Merci pour ce texte très bien argumenté mais malheureusement on parle de racisme ici, la question de l’hygiène n’a pas été revendiqué par l’hôpital. Une jupe est toujours trop longue quand elle est portée par une musulmane mais juste fashion quand c’est une personne à la peau caucasienne qui le porte. C’est toujours le même problème : vous prônez le principe de laïcité mais beaucoup ne savent pas se que cela signifie et voit constamment des signes ostentatoires à partir du moment ou on à la peau un peu mate. On a pas à nous demander si notre jupe, notre bandeau ou encore une barbe est ostentatoire! Si vous nous définissez comme des arabes et noirs avant des français alors il ne faudra pas se plaindre que l’on se considère davantage musulman que français. En attendant merci car j’ai la confirmation que je pourrais intégrer une Ifsi avec mon voile voir qui sait si l’envie m’en prend un jilbeb.

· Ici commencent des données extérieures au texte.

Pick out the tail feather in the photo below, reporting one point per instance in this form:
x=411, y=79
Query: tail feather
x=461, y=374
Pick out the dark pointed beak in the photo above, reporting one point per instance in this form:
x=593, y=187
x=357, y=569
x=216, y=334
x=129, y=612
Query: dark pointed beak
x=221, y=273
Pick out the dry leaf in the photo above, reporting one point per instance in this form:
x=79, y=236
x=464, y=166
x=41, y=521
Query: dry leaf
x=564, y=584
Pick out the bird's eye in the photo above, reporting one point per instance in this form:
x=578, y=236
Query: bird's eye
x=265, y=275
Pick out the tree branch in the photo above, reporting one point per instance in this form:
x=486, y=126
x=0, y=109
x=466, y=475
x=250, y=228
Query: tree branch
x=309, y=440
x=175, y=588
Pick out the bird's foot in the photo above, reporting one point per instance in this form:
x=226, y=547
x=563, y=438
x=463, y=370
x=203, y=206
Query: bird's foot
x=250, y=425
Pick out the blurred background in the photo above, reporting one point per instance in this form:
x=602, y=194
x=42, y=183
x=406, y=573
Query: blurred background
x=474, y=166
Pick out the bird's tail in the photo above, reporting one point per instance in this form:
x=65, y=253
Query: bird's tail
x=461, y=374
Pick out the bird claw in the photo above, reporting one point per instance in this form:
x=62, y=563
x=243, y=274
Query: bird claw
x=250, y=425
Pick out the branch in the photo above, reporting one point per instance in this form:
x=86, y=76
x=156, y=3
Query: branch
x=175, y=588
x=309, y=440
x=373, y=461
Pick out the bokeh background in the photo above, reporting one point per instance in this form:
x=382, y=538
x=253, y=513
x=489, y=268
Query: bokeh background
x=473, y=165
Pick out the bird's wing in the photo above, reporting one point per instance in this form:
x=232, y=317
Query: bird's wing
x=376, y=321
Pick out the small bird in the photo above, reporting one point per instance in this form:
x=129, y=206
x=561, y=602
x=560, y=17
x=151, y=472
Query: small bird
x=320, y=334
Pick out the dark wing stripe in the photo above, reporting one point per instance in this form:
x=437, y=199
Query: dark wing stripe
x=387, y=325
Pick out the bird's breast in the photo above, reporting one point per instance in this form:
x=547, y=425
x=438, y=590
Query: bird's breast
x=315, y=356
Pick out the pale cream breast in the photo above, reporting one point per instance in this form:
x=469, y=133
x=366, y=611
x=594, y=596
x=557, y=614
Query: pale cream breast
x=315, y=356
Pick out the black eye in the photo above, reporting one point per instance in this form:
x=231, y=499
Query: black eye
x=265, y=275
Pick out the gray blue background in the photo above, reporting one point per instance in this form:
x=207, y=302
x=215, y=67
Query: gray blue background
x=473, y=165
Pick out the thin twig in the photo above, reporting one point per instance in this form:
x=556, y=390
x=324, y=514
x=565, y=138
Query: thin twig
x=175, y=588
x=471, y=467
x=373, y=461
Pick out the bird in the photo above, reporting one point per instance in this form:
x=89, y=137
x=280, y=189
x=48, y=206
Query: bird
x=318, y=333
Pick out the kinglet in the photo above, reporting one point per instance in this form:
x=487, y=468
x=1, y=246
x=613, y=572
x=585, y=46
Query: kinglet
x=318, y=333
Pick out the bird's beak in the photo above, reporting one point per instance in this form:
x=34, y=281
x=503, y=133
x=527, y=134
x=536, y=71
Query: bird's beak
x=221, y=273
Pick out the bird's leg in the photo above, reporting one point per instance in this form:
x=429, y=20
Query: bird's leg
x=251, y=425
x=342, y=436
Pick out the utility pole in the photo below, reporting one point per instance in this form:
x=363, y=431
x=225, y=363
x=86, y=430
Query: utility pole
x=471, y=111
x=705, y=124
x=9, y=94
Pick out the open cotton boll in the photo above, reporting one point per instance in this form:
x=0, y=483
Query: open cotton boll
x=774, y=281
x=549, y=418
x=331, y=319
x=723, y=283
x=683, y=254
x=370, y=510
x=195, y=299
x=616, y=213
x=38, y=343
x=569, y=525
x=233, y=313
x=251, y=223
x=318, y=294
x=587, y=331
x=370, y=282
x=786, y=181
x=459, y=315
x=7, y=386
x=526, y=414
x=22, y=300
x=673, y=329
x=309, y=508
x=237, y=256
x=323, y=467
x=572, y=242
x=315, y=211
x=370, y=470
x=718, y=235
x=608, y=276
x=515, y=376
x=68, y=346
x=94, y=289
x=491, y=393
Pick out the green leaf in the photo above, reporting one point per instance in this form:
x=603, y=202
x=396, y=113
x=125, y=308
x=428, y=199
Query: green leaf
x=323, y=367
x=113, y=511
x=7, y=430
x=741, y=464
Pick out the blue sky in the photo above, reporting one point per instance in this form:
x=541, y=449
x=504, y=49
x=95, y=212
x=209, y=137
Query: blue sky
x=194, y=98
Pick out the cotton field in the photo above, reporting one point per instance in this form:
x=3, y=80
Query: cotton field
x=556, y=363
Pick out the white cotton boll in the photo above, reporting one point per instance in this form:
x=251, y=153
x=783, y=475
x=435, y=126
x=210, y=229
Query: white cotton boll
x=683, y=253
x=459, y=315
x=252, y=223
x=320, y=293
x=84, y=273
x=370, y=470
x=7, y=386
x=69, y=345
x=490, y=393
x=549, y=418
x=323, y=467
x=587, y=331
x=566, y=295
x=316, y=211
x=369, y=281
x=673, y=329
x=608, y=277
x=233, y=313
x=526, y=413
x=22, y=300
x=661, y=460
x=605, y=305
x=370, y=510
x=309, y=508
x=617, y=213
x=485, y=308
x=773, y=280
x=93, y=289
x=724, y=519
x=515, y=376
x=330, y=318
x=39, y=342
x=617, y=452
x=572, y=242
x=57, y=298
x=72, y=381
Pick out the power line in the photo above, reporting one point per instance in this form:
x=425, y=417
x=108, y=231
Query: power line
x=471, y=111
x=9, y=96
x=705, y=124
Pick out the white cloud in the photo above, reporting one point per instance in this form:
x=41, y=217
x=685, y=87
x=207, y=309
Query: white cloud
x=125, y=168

Bonne journée;

C’est des médecins ça !
Pauvre de nous !
Qu’ils aillent juste mettre à jour leur niveaux d’histoire et on verra après pour ce qui est de la médecine….
L’Islam c’est la religion qui a permit à la médecine d’etre parvenu en France.

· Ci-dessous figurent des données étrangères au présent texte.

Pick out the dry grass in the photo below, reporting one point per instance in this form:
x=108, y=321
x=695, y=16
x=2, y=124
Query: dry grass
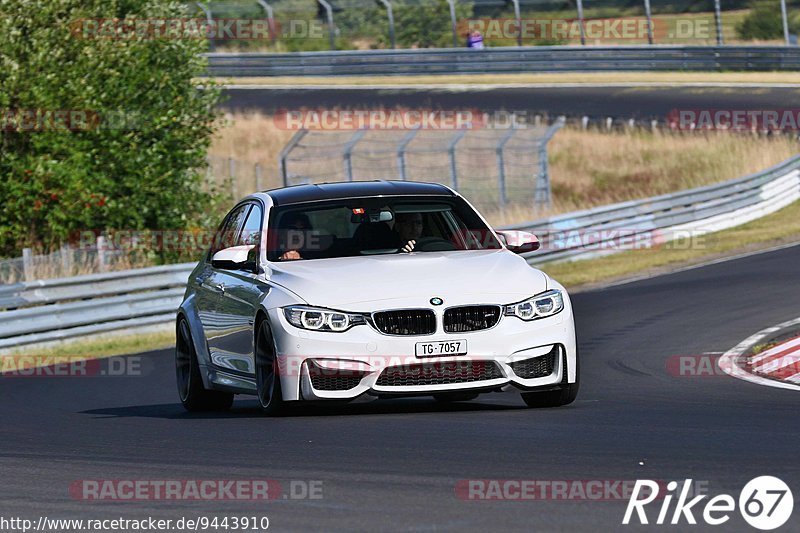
x=592, y=168
x=780, y=228
x=249, y=139
x=76, y=263
x=588, y=168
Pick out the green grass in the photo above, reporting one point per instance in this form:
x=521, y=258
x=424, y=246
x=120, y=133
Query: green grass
x=779, y=228
x=75, y=350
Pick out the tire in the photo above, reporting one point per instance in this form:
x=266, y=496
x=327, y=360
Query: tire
x=194, y=396
x=556, y=398
x=451, y=397
x=268, y=383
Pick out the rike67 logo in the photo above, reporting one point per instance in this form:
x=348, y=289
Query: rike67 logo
x=765, y=503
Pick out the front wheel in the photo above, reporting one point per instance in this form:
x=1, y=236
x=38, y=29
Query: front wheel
x=556, y=398
x=194, y=396
x=268, y=381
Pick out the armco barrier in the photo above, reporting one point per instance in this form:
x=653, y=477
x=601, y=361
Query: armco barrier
x=506, y=60
x=55, y=309
x=694, y=211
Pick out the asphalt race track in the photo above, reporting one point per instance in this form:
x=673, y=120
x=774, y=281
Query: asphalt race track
x=574, y=101
x=393, y=465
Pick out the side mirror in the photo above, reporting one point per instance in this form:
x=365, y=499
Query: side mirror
x=519, y=242
x=236, y=258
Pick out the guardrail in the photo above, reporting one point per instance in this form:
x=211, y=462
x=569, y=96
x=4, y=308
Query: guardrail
x=506, y=60
x=48, y=310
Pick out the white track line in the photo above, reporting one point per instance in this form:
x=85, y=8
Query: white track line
x=731, y=361
x=776, y=350
x=469, y=87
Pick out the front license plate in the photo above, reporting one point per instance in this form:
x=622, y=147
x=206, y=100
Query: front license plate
x=432, y=349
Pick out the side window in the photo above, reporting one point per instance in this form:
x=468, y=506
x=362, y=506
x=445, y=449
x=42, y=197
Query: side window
x=251, y=231
x=229, y=230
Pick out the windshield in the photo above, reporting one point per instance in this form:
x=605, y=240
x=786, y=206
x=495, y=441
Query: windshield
x=374, y=226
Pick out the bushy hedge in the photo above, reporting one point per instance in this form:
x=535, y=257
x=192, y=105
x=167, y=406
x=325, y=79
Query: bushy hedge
x=764, y=22
x=135, y=164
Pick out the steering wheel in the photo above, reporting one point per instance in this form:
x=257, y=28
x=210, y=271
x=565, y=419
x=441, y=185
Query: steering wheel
x=434, y=244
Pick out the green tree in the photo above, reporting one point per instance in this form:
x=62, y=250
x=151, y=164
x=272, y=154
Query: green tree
x=135, y=165
x=428, y=25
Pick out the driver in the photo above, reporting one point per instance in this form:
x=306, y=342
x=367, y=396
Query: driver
x=409, y=227
x=295, y=227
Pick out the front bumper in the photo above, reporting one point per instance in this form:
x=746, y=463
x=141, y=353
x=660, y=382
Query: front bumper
x=363, y=362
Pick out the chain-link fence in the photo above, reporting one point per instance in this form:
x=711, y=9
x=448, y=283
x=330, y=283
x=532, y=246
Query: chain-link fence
x=86, y=258
x=495, y=168
x=299, y=25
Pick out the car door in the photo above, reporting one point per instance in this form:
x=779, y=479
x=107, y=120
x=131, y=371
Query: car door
x=208, y=281
x=240, y=292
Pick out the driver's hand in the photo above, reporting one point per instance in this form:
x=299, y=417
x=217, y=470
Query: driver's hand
x=409, y=247
x=291, y=255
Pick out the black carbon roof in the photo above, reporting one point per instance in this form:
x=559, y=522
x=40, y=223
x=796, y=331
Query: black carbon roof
x=354, y=189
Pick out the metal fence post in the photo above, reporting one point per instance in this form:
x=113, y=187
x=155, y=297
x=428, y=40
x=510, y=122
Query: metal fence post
x=270, y=20
x=101, y=253
x=501, y=164
x=649, y=16
x=293, y=142
x=541, y=193
x=347, y=154
x=401, y=152
x=66, y=260
x=519, y=21
x=785, y=18
x=331, y=29
x=453, y=22
x=390, y=15
x=718, y=21
x=27, y=264
x=259, y=180
x=232, y=177
x=211, y=45
x=451, y=151
x=580, y=22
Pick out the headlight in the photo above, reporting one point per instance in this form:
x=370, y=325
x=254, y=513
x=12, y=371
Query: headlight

La laïcité est par définition la tolérance et un rempart qui protège la liberté de conscience du Judaïsme et de l’Islam en France. Sans ce garde fou les ignorants auraient sans doute déjà exterminés tous les Sémites au Moyen Âge.

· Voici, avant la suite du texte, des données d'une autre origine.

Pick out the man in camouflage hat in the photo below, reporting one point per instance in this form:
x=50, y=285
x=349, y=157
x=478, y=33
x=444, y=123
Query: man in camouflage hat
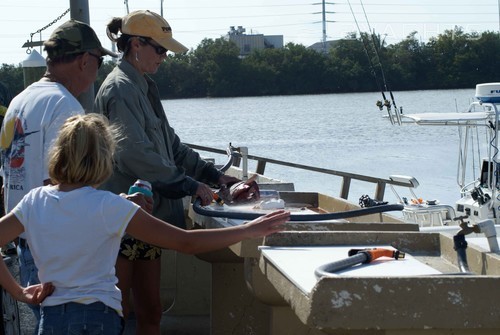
x=33, y=119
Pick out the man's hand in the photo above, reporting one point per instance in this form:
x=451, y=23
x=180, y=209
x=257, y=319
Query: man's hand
x=140, y=199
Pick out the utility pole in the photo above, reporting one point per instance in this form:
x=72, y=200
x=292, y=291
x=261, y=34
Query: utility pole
x=79, y=10
x=324, y=27
x=324, y=21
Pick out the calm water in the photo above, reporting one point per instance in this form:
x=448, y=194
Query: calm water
x=344, y=132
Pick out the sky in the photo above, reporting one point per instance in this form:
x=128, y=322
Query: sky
x=299, y=21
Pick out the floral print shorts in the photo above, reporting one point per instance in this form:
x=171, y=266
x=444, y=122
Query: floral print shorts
x=134, y=249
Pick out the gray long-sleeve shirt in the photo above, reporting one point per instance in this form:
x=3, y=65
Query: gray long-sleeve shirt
x=149, y=149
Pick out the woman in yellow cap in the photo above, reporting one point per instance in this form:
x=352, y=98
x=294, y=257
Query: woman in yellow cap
x=152, y=151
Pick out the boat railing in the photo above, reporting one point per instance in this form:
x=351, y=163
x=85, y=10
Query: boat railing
x=346, y=177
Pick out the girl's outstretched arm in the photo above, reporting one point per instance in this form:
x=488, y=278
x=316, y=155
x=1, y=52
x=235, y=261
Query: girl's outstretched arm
x=10, y=228
x=149, y=229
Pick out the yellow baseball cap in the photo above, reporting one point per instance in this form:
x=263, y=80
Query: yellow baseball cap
x=148, y=24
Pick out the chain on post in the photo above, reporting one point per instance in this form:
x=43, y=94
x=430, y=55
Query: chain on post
x=28, y=51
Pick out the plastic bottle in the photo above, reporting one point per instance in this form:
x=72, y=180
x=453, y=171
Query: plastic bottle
x=141, y=186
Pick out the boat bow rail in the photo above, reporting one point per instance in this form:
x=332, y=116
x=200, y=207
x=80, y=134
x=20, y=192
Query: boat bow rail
x=242, y=159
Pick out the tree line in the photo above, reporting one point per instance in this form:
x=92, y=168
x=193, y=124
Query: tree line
x=358, y=63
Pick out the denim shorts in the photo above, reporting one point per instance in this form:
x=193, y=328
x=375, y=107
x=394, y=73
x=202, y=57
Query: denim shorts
x=73, y=318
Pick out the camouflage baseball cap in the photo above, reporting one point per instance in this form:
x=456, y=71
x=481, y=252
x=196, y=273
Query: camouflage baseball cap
x=74, y=37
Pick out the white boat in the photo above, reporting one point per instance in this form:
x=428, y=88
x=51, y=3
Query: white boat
x=478, y=158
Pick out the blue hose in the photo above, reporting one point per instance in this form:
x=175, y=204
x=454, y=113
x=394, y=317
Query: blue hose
x=297, y=217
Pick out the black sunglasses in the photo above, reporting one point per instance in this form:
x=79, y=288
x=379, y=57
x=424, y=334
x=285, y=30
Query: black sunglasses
x=158, y=49
x=100, y=59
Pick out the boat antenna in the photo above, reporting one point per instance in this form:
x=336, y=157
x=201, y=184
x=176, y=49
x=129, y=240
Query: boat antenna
x=30, y=44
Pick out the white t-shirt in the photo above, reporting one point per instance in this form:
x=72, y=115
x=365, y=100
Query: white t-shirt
x=75, y=238
x=30, y=126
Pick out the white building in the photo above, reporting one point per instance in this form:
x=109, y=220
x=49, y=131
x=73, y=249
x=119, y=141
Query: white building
x=248, y=43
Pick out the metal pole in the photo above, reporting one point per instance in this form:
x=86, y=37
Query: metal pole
x=324, y=27
x=79, y=10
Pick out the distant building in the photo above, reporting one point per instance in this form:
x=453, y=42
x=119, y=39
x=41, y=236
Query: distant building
x=248, y=43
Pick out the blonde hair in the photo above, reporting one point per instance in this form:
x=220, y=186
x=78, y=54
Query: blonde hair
x=83, y=151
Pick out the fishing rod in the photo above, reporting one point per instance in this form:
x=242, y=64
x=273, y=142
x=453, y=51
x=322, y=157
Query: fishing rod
x=356, y=256
x=386, y=103
x=397, y=111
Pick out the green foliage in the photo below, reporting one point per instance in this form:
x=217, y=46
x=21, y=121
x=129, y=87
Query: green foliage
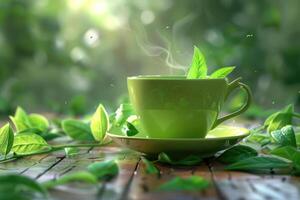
x=192, y=183
x=71, y=151
x=28, y=143
x=222, y=72
x=6, y=139
x=104, y=170
x=198, y=69
x=150, y=167
x=39, y=122
x=33, y=122
x=77, y=130
x=237, y=153
x=80, y=176
x=285, y=136
x=99, y=123
x=122, y=113
x=13, y=186
x=280, y=119
x=188, y=161
x=259, y=163
x=129, y=129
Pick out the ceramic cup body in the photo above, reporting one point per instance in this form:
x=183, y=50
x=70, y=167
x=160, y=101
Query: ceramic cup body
x=176, y=107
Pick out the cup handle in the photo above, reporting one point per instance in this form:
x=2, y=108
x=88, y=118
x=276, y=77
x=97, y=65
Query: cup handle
x=232, y=86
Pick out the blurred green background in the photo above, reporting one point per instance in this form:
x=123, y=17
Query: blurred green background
x=66, y=56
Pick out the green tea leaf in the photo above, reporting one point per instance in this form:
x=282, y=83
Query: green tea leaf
x=192, y=183
x=39, y=122
x=122, y=113
x=129, y=129
x=71, y=151
x=222, y=72
x=259, y=163
x=290, y=153
x=280, y=119
x=77, y=130
x=237, y=153
x=198, y=68
x=285, y=136
x=287, y=152
x=6, y=139
x=188, y=161
x=99, y=123
x=28, y=143
x=80, y=176
x=14, y=185
x=259, y=137
x=105, y=169
x=150, y=167
x=20, y=120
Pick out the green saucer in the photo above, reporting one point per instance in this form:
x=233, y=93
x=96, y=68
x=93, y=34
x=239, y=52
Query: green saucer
x=216, y=140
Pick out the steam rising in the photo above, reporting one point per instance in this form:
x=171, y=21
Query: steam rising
x=153, y=50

A trop vouloir maîtriser les veines qui alimentent et irriguent le cœur certains soi disant médecins ont fini par oublié l’importance et la valeur du cœur ,
Bien à vous tous je vous aime de tout mon cœur

Ce pays est immature,incapable d’entériner la visibilité de l’altérité ,la France s’enfonce dans un autisme incommensurable.Se gargarisant de concept théorique (liberté-égalité-fraternité) l’hexagone est la risée du monde entier.Pendant ce temps la, le racisme d’état sévit avec son cortège de mépris, d’iniquité et d’injustice.Ne faudrait-il pas que les musulmans deviennent réellement communautaristes afin de faire valoir des droits inaliénables.